In this method, however, due to the adhesive 105 filled in the gap between the inner circumferential surface of the hole 103 and the outer circumferential surface of the shaft 102, it may happen that the magnet 101 and the shaft 102 are not disposed coaxial with each other, in which case the rotor has a runout thereby causing vibration. In order to deal with this runout problem, the magnet 101 and the shaft 102 must be supported by a tool coaxially with each other until the adhesive 105 is cured, which results in a deteriorated workability.
Under the circumstances, a rotor is disclosed in which a shaft is fixedly disposed coaxially with a magnet in a mechanical manner (refer, for example, to Japanese Patent Application Laid-Open No. H09-200983).
FIG. 2 shows a side (partly cross-sectioned) of a rotor as described above, and FIG. 3 shows an axial end of a magnet 210 shown in FIG. 2.
Referring to FIG. 3, the magnet 210 has a hole 211 and includes a shaft retaining mechanism structured such that a plurality (four in the figure) of retainer segments 214 each defining a flat face 217 are provided equiangularly at an inner circumferential surface 211a of the magnet 210, wherein a circular line connecting the center points of respective flat faces 217 of the retainer segments 214 defines a virtual precise circle which is situated in a concentric manner with the magnet 210. The retainer segments 214 extend axially to divide the inner circumferential surface 211a into a plurality (four in the figure) of curved segments 216.

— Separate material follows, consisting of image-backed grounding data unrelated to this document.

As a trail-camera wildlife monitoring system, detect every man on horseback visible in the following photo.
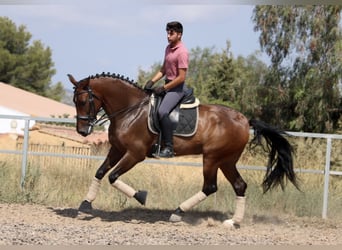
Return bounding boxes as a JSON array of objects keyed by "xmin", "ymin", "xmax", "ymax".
[{"xmin": 144, "ymin": 21, "xmax": 189, "ymax": 158}]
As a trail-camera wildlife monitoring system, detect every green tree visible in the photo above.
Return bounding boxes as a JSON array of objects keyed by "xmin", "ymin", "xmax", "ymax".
[
  {"xmin": 186, "ymin": 46, "xmax": 216, "ymax": 103},
  {"xmin": 187, "ymin": 42, "xmax": 236, "ymax": 107},
  {"xmin": 0, "ymin": 16, "xmax": 64, "ymax": 101},
  {"xmin": 233, "ymin": 53, "xmax": 268, "ymax": 119},
  {"xmin": 187, "ymin": 43, "xmax": 268, "ymax": 114},
  {"xmin": 136, "ymin": 61, "xmax": 162, "ymax": 87},
  {"xmin": 253, "ymin": 5, "xmax": 342, "ymax": 132},
  {"xmin": 206, "ymin": 41, "xmax": 235, "ymax": 106}
]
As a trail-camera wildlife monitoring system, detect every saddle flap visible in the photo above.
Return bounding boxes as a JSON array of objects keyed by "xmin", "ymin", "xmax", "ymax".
[{"xmin": 148, "ymin": 94, "xmax": 199, "ymax": 137}]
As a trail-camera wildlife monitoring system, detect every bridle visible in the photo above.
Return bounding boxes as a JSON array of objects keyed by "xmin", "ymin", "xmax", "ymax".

Referring to FIGS. 2 and 3, a shaft 220 is inserted in the hole 211 of the magnet 210 and supported therein by the retainer segments 214 of the shaft retaining mechanism, specifically at the center points of the flat faces 217 of the retainer segments 214, and adhesive is filled in gaps formed between the shaft 220 and the curved segments 216, whereby the shaft 220 can be securely fixed to the rotor magnet 210 and at the same time can be set coaxially with respect to the magnet 210.
In the structure of the rotor described above, however, the gap between the shaft 220 and the curved segments 216 is small, and consequently it is difficult to fill adhesive into the gap. Also, it is difficult to know the amount of adhesive which is introduced in the gap between the shaft 220 and the curved segments 216.